I had another post on expectancy written for today.
It will have to wait.
I spent time this afternoon on my face. Katie’s life crumbles me. Amazing, beautiful Katie who’s only 21 and has adopted fourteen African orphans and feeds 1200 mouths every weekday. What am I doing? I struggle just to take care of these two kids who have colds and I’m wiping noses and bottoms and counters and I have six teaching sessions to study for this upcoming conference and I’m staring at this blank screen saying, “GOD! Where are you?” and it pours down rain outside and it’s June. But like Anne I feel so small, crumpled, deflated — we all have immunizations and medical care and the pouring rain doesn’t touch us and my kitchen counters are filled with bowls of fresh organic fruit and for crying out loud I just had diapers delivered to my door.
What, dear God, am I doing?
The tears come. Lots of them.
I read my passage, Psalm 27:6:
I will offer in His tent sacrifices with shouts of joy; I will sing and make melody to the LORD.
Worship.
And then it wells up in my heart and rises up to clear my eyes and even as I type these words I look outside and the clouds have parted and the sky is clear. The rain stopped. A bird sings, is actually singing this very moment as I type this sentence.

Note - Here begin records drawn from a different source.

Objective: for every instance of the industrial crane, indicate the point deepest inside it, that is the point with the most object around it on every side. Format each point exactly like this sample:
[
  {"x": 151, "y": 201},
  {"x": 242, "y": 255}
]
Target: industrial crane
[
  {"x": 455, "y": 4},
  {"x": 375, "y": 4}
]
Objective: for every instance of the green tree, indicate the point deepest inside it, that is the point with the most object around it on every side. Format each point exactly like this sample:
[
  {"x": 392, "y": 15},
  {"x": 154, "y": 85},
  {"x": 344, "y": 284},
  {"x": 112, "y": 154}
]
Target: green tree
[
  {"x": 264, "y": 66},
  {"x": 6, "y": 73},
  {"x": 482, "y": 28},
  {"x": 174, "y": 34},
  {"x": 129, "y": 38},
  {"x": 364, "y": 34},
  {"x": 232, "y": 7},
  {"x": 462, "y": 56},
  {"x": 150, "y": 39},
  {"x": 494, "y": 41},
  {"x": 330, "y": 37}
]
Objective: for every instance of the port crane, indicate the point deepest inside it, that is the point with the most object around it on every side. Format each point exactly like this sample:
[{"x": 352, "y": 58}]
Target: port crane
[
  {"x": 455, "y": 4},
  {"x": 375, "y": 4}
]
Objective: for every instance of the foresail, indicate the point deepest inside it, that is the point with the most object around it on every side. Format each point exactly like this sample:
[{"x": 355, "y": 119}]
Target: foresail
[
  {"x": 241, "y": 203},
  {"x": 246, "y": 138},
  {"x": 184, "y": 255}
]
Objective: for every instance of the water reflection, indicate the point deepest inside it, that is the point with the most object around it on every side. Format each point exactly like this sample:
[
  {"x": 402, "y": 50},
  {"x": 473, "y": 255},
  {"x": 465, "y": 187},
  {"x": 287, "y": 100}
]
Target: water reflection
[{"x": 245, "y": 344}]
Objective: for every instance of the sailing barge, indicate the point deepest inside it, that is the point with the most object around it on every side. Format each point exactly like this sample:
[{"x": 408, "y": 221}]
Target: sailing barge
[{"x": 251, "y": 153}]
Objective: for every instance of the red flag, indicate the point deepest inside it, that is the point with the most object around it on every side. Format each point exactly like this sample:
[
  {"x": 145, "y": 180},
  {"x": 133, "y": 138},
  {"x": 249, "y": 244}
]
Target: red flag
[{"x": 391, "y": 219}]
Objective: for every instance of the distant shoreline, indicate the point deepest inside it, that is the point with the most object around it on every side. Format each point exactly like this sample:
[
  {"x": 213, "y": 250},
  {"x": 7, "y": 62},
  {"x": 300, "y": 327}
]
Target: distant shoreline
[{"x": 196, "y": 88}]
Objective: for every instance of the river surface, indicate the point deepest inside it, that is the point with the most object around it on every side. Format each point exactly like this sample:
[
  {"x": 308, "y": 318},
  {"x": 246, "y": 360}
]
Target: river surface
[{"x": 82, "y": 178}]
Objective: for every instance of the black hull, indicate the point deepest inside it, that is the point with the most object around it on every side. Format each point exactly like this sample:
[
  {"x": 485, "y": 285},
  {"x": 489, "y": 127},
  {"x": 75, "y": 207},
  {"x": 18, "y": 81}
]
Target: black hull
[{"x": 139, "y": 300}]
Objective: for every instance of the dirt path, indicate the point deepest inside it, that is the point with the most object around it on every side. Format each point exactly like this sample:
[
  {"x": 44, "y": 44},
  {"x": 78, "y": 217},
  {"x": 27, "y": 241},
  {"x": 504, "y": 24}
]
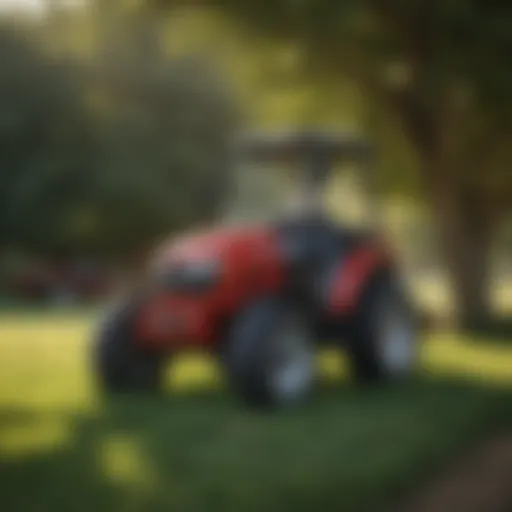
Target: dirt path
[{"x": 479, "y": 482}]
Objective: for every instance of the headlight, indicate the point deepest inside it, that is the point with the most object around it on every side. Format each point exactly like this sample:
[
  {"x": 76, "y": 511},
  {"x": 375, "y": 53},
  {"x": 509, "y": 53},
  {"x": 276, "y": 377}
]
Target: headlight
[{"x": 191, "y": 276}]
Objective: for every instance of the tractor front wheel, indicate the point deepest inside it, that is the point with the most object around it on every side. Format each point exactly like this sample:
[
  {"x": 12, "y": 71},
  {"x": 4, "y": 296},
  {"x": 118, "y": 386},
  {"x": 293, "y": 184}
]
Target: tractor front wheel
[
  {"x": 270, "y": 355},
  {"x": 120, "y": 365}
]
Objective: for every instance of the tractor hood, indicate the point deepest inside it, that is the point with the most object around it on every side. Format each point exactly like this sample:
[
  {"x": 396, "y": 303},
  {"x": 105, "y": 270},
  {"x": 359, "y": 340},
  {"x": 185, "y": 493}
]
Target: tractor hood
[{"x": 218, "y": 244}]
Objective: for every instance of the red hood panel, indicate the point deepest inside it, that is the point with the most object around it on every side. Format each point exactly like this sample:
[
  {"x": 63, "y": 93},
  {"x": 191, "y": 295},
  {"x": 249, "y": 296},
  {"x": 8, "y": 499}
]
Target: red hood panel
[{"x": 214, "y": 244}]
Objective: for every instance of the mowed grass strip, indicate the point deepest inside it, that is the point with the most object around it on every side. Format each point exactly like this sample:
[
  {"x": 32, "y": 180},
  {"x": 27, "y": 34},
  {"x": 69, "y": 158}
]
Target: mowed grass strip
[{"x": 195, "y": 449}]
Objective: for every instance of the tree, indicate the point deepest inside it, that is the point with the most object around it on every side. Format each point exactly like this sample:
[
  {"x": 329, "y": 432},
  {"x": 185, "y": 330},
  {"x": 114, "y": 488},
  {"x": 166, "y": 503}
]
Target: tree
[
  {"x": 45, "y": 147},
  {"x": 440, "y": 70},
  {"x": 165, "y": 132}
]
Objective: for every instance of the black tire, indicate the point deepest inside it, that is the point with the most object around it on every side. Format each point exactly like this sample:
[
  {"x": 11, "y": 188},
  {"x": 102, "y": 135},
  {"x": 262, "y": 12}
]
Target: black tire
[
  {"x": 370, "y": 333},
  {"x": 257, "y": 351},
  {"x": 120, "y": 365}
]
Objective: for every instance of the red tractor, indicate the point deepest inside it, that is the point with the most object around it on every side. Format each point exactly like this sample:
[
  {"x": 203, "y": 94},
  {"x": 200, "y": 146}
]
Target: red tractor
[{"x": 263, "y": 297}]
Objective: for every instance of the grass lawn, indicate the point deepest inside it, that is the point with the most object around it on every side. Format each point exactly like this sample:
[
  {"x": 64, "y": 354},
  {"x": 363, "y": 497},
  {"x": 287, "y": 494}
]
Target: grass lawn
[{"x": 195, "y": 449}]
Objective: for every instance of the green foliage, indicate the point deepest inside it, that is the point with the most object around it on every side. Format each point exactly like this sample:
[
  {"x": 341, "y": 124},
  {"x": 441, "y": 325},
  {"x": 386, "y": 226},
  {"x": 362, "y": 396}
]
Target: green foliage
[{"x": 107, "y": 154}]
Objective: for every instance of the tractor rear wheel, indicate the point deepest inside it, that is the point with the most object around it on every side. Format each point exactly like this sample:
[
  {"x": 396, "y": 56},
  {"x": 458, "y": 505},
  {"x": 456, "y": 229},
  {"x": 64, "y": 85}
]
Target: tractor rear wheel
[
  {"x": 383, "y": 344},
  {"x": 270, "y": 355},
  {"x": 120, "y": 365}
]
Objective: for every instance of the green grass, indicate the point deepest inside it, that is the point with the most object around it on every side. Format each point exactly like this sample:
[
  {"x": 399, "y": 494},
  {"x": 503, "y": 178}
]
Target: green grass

Even the rocks will cry out.
That bird keeps singing. The bird that’s neither holding orphans nor speaking at conferences.
Is anxious for nothing.
Because we cannot worship and be anxious simultaneously. And worship is the only spiritual discipline which is an end in and of itself.
Missions exist because worship doesn’t. We storm the 10-40 window because in it there are worshippers of God who are not yet worshipping.We sponsor children in Africa, orphans ravaged by the effects of AIDs, not simply to give them a better life but so they can see the goodness and mercy of our glorious God and rise to their feet in worship. I pick eight dear women to mentor for the next 10 months not because we need more meetings but because I see in them the capacity to become radical and influential worshippers of the One True God.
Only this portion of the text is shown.